The first song, Tujhe Mein Rab Dikhta Hai, is sung by Roopkumar Rathod and can be classified as old-school Bollywood. It is reprised as the third-last song again, sung melodiously by Shreya Ghoshal, and it underlines that the music director duo really can treat ballads and slow songs right (remember Maula Mere from Chak De and Ashayein from Iqbal?). Probably the song of the album.
Haule Haule features Sukhwinder Singh and a peppy Indian percussion section underlined by some bumping bass lines and sophisticated keyboard chords. While there is nothing not to like, the song fails to rise above its limitations.

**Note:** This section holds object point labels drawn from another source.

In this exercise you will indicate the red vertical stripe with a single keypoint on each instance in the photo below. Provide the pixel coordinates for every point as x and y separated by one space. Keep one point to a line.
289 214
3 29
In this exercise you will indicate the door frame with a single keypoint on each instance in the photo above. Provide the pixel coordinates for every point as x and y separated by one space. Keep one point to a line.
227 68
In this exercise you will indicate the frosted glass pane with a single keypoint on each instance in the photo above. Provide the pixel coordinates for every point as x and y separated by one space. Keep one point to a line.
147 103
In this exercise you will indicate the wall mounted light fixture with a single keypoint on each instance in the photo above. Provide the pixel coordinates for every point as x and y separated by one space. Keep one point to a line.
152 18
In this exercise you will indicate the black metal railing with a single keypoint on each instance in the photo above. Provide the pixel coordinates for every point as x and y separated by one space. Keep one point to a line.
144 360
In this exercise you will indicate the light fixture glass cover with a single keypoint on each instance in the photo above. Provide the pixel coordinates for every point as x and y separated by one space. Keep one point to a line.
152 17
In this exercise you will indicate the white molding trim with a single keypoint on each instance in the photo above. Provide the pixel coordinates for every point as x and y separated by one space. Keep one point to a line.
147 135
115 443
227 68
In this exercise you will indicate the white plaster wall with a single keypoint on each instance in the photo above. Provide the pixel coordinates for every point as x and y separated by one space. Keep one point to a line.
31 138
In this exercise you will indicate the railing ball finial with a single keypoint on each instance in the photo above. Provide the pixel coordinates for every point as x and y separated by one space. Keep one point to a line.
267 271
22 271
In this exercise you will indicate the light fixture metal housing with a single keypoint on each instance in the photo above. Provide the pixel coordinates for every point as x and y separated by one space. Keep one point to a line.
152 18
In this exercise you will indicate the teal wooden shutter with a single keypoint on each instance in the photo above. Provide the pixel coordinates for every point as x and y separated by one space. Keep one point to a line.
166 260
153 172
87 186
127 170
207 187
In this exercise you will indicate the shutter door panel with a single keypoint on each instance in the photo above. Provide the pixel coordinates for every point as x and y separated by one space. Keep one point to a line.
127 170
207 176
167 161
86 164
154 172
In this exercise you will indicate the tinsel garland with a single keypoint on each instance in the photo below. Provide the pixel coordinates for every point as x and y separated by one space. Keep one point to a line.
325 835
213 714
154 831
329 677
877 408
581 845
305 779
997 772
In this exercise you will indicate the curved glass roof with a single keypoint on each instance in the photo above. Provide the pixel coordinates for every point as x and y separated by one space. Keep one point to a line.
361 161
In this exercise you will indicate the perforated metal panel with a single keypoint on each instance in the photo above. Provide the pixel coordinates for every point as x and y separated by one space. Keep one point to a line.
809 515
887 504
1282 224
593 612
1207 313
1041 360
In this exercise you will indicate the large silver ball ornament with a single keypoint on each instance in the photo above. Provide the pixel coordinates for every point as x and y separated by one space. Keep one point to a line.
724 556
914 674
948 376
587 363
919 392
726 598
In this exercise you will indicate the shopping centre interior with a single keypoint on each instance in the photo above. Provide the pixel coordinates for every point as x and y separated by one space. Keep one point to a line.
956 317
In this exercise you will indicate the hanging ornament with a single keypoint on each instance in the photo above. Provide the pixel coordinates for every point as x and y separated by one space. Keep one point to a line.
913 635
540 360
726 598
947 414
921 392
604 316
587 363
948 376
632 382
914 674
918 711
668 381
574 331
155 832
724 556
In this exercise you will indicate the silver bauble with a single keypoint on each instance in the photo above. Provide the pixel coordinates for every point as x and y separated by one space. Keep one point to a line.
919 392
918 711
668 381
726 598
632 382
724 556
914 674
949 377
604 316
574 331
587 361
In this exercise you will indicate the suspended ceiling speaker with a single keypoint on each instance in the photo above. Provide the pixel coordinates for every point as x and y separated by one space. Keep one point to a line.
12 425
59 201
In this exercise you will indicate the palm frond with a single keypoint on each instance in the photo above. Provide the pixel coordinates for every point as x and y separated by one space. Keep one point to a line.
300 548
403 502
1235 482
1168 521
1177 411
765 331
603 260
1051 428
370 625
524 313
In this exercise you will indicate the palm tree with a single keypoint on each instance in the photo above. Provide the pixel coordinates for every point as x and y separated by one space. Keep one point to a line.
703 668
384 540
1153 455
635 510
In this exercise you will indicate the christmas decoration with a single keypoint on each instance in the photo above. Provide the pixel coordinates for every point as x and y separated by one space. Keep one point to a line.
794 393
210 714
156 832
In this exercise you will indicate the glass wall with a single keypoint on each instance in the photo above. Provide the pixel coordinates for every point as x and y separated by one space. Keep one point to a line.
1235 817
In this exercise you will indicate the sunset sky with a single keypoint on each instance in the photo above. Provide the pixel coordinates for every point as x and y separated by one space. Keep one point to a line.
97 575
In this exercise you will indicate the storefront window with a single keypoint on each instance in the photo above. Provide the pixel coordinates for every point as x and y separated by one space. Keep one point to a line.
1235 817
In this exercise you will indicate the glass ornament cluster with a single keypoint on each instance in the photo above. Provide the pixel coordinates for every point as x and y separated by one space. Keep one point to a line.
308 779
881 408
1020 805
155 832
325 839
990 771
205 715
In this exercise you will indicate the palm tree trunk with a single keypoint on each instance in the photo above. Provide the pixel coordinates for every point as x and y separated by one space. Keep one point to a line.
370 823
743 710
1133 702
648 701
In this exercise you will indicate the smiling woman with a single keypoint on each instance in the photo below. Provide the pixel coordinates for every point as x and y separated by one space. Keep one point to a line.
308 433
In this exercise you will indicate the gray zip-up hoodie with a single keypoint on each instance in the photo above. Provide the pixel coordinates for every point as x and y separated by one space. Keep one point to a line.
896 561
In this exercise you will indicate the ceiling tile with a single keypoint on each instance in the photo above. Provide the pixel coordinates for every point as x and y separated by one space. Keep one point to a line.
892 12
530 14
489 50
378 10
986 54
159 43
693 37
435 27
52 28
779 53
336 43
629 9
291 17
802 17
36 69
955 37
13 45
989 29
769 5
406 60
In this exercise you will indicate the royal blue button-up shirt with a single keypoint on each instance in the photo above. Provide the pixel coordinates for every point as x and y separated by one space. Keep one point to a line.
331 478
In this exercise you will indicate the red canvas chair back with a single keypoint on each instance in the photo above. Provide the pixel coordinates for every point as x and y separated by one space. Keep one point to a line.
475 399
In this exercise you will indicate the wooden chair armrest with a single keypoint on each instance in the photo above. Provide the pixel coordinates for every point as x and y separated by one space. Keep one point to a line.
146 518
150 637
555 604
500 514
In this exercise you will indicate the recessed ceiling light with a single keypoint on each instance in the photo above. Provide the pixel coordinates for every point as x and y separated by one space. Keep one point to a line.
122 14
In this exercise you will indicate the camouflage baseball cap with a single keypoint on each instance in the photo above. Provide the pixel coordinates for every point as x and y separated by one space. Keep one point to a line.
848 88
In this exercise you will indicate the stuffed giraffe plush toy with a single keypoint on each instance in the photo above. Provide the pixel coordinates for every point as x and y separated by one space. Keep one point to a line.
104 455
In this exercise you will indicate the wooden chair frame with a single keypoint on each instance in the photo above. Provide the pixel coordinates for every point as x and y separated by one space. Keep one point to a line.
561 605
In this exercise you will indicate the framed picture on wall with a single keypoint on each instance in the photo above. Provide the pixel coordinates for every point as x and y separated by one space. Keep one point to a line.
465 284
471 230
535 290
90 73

Dance Pe Chance is more of what we expect of Salim-Sulaiman, and its bhangra meets electronica has dance floor potential. That's about it.
Phir Milenge Chalte Chaltey, sung by Sonu Nigam [Images], has a collage of old Bollywood songs thrown into the mix, and while it is well put together, it doesn't really have too much repeat value. In the context of the movie, one suspects, it would make better sense. You can almost see SRK [Images] doing his take on some iconic songs of yesteryears, which is all that our 'tradition' seems to be about in the new millennium, when even an animated film about dogs has Bollywood heroes mimicked.
The album sign-off is Dancing Jodi again could give happy feet more reason to smile on dance floors or wedding sangeets. You can visualise the jodi dancing, yes, but repeat listen? Nah.
The bottom line: Good dance music is infectious -- it gets your feet twitching even if you don't want to. By that yardstick, Rab Ne Bana Di Jodi fails.